Taiko-Tenno is an appellation of emperor, which is applied during a period from the demise of the Emperor to the grant of Tsuigo (posthumous title).
Taiko means 'great behavior,' where the word is used to pay honor to the demised Emperor.
Also, it is said to have a meaning of 'the Emperor who passed away and never returns'.
According to a current system (which is known as 'Isse ichigen no sei' [literally, the practice of assigning one era name to one emperor]), Gengo (an era name) during the Emperor's reign usually becomes that Emperor's posthumous title. However, it should be noted that a posthumous title is conferred during the Tsuigo hogo no gi (a ceremony for dedicating that title) which precedes the Taiso no rei (funeral service of a Japanese emperor).

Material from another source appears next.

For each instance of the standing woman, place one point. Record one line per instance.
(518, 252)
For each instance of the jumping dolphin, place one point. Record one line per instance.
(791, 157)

Therefore, the appellation ''Taiko-Tenno'' is used to refer to the demised emperor on official gazettes before the dedication of his posthumous title in the ceremony.
In fact, a sentence like 'A Buddhist memorial service for the Taiko-Tenno is held' appears in journals published by several religious organizations.
For instance, in the case where a Buddhist organization provides memorial service for the demised emperor before his posthumous title is conferred, they often use a temporary ihai (Buddhist mortuary tablet) made of plain wood or paper wherever necessary.